Je comprends vraiment ta frustration et je ne voudrais pas doucher tes espoirs, mais il faut regarder les choses en face... Même si l'on retrouve une trace de Jeanne Fournier-Pargoire, genre quelques éléments biographiques, je doute vraiment que l'on arrive à réunir beaucoup de choses concrètes sur son travail.

C'était juste une traductrice, c'est à dire que pour l'époque elle devait être encore plus méprisée que l'auteur et l'illustrateur.
Du coup, quelles traces les éditeurs ont-ils bien pu garder de cette travailleuse de l'ombre ? Quand on voit comment ils se débarrassaient sans états d'âme des originaux des illustrateurs...


Cela dit, ne désespérons pas. Si ça peut t'intéresser, voici déjà un article de 8 pages écrit par Jeanne Fournier Pargoire. Oui, un texte de sa propre plume, pour changer. Il a pour titre : La vie littéraire : L'esprit classique en Angleterre

Il a été publié dans la Revue Hebdomadaire et son supplément illustré, n°36 du 4 septembre 1926.

Lien vers le document PDF
source : http://gallica.bnf.fr


On n'y apprend rien sur Jeanne malheureusement, mais cela prouve au moins qu'elle avait une solide formation classique, et avec un nom aussi distingué, cela suppose qu'elle venait d'une famille de rang élevé.
D'ailleurs, sur le site de la BNF on trouve plusieurs auteurs du nom de Fournier-Pargoire ayant publié entre 1850 et 1934 (dont un médecin, un historien) . Peut-être y a-t-il un lien de parenté plus ou moins proche, qui sait ?

Pour ce qui est de sa date de naissance, difficile de l'évaluer avec précision, mais elle a commencé à traduire à la fin des années 20. A mon avis il y a des chances pour qu'elle soit née vers 1900.
Pour la date de sa mort, il faudrait déjà voir à quelle période elle a cessé de traduire, et éplucher toutes les notices de la BNF, mais c'est assez fastidieux car il faut enlever toutes les rééditions. Par exemple je doute que les ouvrages traduit Par Jeanne Fournier-Pargoire référencés dans les années 90 et 2000 soient des 1ères traductions françaises. Travail de fourmi, donc.
Concernant sa vie : s'est-elle mariée, a-t-elle eu des enfants ? Mon intime conviction c'est que non, et que du coup elle n'a pas laissé de descendants. Jeanne Fournier-Pargoire, traductrice stakhanoviste conciliant mari et vie de famille ? J'ai du mal à me l'imaginer.
A moins bien sûr que son nom de jeune fille soit Jeanne Fournier et qu'elle ait épousé un Pargoire, mais comme dit précédemment, les Fournier-Pargoire existaient déjà dans les années 1800...

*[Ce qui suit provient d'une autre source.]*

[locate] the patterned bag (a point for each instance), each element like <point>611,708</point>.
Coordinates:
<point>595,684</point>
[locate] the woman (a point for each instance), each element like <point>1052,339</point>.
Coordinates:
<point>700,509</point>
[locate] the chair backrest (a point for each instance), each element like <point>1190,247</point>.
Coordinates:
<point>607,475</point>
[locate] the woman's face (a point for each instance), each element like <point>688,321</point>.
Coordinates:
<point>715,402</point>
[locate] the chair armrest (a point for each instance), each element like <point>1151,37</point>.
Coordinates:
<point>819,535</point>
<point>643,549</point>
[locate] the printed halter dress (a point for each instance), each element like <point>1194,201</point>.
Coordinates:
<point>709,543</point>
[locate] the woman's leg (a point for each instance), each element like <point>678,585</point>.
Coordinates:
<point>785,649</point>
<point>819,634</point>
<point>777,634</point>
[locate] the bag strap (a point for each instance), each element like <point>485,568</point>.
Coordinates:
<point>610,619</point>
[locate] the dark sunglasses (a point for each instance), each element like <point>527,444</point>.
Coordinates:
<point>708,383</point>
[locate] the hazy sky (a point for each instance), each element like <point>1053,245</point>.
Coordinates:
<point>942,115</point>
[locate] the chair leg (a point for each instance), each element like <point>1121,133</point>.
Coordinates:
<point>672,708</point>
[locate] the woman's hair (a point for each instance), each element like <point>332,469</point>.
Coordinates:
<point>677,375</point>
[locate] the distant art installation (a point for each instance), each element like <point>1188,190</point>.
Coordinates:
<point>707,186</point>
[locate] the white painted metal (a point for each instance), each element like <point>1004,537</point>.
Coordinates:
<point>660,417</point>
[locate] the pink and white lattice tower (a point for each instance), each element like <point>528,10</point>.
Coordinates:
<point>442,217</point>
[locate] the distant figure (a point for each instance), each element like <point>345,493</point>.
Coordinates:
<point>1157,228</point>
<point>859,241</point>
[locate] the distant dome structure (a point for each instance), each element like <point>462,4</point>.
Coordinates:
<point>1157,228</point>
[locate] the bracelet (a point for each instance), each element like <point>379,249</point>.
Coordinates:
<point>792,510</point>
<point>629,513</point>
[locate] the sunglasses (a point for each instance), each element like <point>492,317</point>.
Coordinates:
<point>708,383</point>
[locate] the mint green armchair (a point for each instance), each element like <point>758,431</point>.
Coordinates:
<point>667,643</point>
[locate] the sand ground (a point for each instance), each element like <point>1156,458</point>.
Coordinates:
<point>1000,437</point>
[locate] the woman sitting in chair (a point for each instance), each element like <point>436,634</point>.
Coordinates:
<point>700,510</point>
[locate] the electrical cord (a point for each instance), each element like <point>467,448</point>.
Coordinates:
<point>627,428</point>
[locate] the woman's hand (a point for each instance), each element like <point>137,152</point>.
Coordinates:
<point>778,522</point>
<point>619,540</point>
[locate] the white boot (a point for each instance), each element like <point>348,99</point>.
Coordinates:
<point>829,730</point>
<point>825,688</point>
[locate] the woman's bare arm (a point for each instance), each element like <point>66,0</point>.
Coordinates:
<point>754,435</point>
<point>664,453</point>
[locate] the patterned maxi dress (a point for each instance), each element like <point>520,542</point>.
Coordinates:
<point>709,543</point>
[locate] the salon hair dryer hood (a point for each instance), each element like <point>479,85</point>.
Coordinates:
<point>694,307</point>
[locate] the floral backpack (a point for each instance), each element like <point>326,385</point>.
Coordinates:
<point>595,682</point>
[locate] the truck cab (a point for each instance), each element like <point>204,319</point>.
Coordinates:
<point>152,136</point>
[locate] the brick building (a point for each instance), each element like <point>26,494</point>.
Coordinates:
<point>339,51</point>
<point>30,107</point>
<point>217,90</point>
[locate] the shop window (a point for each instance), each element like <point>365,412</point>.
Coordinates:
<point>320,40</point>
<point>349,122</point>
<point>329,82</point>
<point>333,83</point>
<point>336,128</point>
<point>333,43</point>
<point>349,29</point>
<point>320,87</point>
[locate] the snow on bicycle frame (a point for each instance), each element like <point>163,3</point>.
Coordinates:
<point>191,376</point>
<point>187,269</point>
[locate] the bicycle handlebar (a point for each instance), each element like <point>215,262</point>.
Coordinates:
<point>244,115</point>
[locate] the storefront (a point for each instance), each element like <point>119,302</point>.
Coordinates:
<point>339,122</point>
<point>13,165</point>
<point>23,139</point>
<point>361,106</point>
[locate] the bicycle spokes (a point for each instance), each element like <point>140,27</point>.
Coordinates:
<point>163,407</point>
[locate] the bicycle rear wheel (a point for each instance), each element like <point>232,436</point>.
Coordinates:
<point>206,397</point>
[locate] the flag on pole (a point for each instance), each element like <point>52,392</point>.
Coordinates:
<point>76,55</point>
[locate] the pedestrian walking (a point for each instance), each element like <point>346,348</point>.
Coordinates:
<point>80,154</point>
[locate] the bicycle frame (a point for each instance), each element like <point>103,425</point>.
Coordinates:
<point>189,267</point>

Ce qui est marrant c'est le début de la 1ère page, juste avant l'article : il est fait mention de Louis Latzarus, qui n'a pas pu publier son article habituel pour cause de vacances !. Avait-il un lien de parenté avec la célèbre Marie-Thérèse Latzarus qui a publié une dizaine de livres dans la Bibliothèque Rose Illustrée de 1925 à 1951 ? C'est fort possible. Le monde de l'édition parisien étant très petit, je me dis que si Jeanne écrivait régulièrement pour cette revue, elle était peut-être plus qu'une traductrice anonyme, et elle pouvait alors avoir des liens avec d'autres auteurs plus ou moins célèbres de l'époque. J'imagine qu'il doit ainsi exister des tas de correspondances et tout ce genre de choses palpitantes.

Bon je vais arrêter là avec toutes mes hypothèses farfelues, arrêtons de rêver...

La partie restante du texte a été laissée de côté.